Income elasticity measures how quantity demanded changes with consumer income. Normal goods have positive income elasticity: demand rises with income (steak, wine). Inferior goods have negative income elasticity: demand falls as income rises (instant ramen, used cars). Understanding income elasticity predicts how demand changes as consumers get richer.
Classify goods by your own consumption: what did you buy more of as your income grew? Compare across income groups in real data.
Your prerequisite — the individual demand curve — captures how quantity demanded changes with price, holding income fixed. Income elasticity asks the complementary question: what happens to demand when income changes, holding price fixed?
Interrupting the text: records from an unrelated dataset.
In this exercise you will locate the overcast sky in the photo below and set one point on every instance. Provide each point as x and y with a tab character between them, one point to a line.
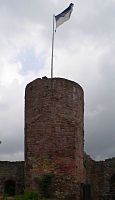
84	52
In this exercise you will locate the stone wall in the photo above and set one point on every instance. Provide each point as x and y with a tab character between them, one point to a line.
12	171
101	177
54	135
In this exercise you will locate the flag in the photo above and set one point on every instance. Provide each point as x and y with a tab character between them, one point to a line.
64	16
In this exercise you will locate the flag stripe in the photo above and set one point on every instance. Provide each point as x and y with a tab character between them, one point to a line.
64	16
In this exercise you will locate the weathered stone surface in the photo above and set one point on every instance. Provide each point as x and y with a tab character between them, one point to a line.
54	134
54	144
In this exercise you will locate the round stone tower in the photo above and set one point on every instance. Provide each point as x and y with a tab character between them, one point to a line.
54	135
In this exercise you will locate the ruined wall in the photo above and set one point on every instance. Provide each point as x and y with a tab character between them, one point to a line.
12	171
100	175
54	135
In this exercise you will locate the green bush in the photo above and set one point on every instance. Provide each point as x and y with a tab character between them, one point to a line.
30	195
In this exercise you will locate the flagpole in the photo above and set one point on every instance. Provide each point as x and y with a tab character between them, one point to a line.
52	49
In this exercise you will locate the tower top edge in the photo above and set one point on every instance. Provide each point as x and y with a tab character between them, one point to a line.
57	79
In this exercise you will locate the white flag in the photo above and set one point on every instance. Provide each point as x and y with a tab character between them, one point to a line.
64	16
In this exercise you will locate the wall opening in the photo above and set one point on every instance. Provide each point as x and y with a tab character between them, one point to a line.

The formula is: income elasticity of demand (YED) = % change in quantity demanded ÷ % change in income. But the sign and magnitude reveal something fundamental about how consumers value goods at different wealth levels.
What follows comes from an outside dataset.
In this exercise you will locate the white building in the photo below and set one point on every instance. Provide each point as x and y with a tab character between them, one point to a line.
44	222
Think about your own consumption as a thought experiment. If your income doubled, what would you buy more of? Restaurant meals, travel, nicer clothing — probably yes. These are normal goods: goods for which demand rises with income (positive YED). Now consider instant noodles or bus rides. As income rises, most people substitute toward higher-quality alternatives. These are inferior goods — goods with negative income elasticity where demand actually *falls* as income rises. The word "inferior" is purely technical: it describes the income-demand relationship, not the objective quality of the good. Ramen can be excellent; it's still an inferior good if richer consumers buy less of it.
Magnitude matters beyond just the sign. Economists further distinguish necessities (normal goods with YED between 0 and 1, like basic food and utilities — demand grows but slower than income) from luxury goods (YED > 1, like fine dining and designer goods — demand grows faster than income). A luxury's share of the household budget rises with income; a necessity's share shrinks. This is why wealthier households spend a smaller fraction of income on groceries but a larger fraction on entertainment.
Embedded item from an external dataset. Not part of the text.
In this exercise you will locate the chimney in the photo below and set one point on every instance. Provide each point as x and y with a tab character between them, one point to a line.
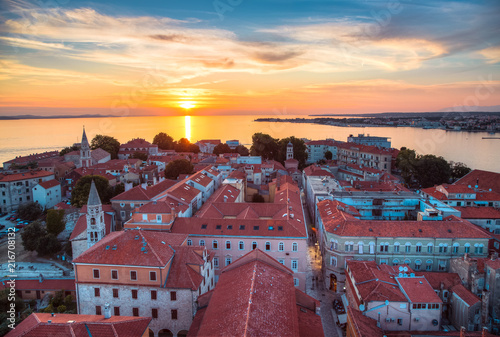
107	310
Income elasticity has real predictive power. As countries develop and average incomes rise, demand for inferior goods declines while demand for luxuries grows disproportionately. For a firm, knowing income elasticity tells you how sales will respond to a recession versus an expansion — a crucial input to demand forecasting. It also predicts the path on the income-consumption curve that your next topic will formalize: normal goods trace a rightward-shifting path as income rises; inferior goods eventually trace leftward segments.